- Alfred Eisenstaedt
In a fashion that would make cinema proud a kiss delivers an iconic moment in real life, real time and real frame. Sure weʻve seen it before but thereʻs just so much about this photo that makes the air in my lungs feel a little brighter. Maybe it helps to clear the residue left by the fabricated moments and computer generated imagination that fill our everyday pours. Maybe itʻs just that classics are classics and always will be. Maybe it speaks to life waiting when looking. Or the magic of the right moment when stolen out of time and set free yielding resounding significance in, well, just a simple frame.
1 comments:
So I've found this posting on Memorial Day (ironic) and have been moved by your comments to, as you put it, a "simple frame." As I've been slowly following your posts on FB & elsewhere, I was surprised at the structural language you use here, whereas recently you've been much more postmodern in approach to life.
Partly because I see nothing simple to this photograph. And partly because of the challenge we miss by dismissing this photograph as
"classic," a challenge against media to interrogate the obvious simplicity presented to us in everyday life.
Two other versions of this seemingly "classic" event (which I would urge be viewed as "traditional," which doesn't have the the timeless essentialism of "class") can be found with a quick google search.
1)Another photographer took the same moment from a different perspective, which informs the more notorious photograph with historic materialism. Removed from the backdrop of the city, this moment "happens," is witnessed by others more closely and experienced with tension by the nurse who, upon inspection, is clenching her fist. This tension further informs our understanding of the gendered elements to this scene, which are, too, historically constructed.

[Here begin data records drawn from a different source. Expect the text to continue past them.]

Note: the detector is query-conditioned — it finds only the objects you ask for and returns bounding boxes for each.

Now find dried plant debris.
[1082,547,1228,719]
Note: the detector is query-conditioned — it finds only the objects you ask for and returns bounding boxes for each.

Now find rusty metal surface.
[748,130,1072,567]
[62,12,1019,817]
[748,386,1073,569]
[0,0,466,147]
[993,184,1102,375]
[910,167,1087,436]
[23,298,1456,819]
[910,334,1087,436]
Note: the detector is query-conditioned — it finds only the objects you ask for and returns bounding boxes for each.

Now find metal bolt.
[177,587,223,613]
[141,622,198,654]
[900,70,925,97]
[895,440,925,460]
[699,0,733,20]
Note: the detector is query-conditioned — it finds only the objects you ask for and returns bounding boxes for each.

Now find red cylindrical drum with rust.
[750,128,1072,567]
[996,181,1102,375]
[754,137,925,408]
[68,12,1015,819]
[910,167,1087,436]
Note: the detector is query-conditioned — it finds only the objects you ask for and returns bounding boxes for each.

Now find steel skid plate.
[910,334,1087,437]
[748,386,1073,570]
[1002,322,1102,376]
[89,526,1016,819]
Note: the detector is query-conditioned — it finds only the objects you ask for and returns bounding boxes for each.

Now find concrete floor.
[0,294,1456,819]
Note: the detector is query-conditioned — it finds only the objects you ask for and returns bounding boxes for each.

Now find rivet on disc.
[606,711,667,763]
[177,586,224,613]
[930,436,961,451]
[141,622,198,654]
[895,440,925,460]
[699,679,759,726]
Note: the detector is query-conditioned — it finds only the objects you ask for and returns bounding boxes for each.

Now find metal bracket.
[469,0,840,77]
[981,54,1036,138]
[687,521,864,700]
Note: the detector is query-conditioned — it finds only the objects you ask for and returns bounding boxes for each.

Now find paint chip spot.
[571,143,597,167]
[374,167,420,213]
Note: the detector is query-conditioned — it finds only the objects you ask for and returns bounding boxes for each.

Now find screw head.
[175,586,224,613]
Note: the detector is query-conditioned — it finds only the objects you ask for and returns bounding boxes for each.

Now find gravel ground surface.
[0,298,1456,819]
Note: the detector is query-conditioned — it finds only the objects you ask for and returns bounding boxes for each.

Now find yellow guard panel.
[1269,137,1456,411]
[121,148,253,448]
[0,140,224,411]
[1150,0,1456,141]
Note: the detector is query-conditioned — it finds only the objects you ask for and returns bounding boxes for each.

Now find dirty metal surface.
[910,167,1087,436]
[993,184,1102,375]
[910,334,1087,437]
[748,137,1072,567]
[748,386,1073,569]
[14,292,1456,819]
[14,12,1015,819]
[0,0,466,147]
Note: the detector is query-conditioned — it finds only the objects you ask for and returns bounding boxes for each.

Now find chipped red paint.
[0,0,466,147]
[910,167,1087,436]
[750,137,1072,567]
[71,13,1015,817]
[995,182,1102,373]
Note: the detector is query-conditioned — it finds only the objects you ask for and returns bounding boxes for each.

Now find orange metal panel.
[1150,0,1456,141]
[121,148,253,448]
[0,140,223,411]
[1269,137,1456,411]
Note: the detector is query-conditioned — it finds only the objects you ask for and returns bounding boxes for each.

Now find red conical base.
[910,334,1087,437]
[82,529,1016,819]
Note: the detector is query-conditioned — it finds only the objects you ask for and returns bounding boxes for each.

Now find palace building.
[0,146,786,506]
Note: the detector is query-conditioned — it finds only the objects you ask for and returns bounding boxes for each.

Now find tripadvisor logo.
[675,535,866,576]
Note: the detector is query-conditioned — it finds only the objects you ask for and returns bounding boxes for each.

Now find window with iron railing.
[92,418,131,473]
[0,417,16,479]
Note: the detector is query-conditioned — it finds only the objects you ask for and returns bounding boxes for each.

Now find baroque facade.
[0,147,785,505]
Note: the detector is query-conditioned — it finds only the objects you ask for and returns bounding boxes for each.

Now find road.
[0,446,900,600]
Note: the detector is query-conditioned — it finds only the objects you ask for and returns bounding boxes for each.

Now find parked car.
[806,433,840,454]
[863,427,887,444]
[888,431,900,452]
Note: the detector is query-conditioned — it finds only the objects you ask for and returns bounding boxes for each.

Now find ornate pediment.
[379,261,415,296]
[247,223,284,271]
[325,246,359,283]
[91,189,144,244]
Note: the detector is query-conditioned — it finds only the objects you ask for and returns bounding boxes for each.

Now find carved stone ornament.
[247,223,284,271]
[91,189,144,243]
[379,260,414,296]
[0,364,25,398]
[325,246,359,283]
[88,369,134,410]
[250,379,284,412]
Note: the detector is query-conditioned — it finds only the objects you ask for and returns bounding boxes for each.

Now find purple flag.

2)This informed knowledge is reinforced by a scene in the Watchmen (which I haven't seen but am now intrigued). The Watchmen deconstructs this moment (which can be found on youtube) and reconstructs it with the historical material of the time, with much irony. Instead of a Sailor walking through the crowd, we have a Super-Heroine, a statement which speaks volumes to the ideation of the military as powerful, righteous, and almost super-human.
What's more is that the Super-hero is female. This presentation of power as feminine informs us not only of the gendered elements of the photograph, but of the gendering of history; The passive quality of the subdued nurse against the dominant posture of the sailor speaks to the constructed image that is not a classic, essential position between the sexes, but a Western Tradition to present men and women in dichotomous gender roles-men as power, women as submissive.
In actuality there are two Heros in this photograph, both who fought to win the war.
I applaud your desire to deconstruct life in your obvious search for truth. I urge you to interrogate what you see, with a historicity in focus, and de-center yourself from the positions from which you've seen the world. Much like swallowing the Red Pill, you can be informed by taking the standpoints of, as some would say "the Other," who remains silent, bound by the throat (as in the photograph), and lacks the knowledge, position, or power to tell the stories of history.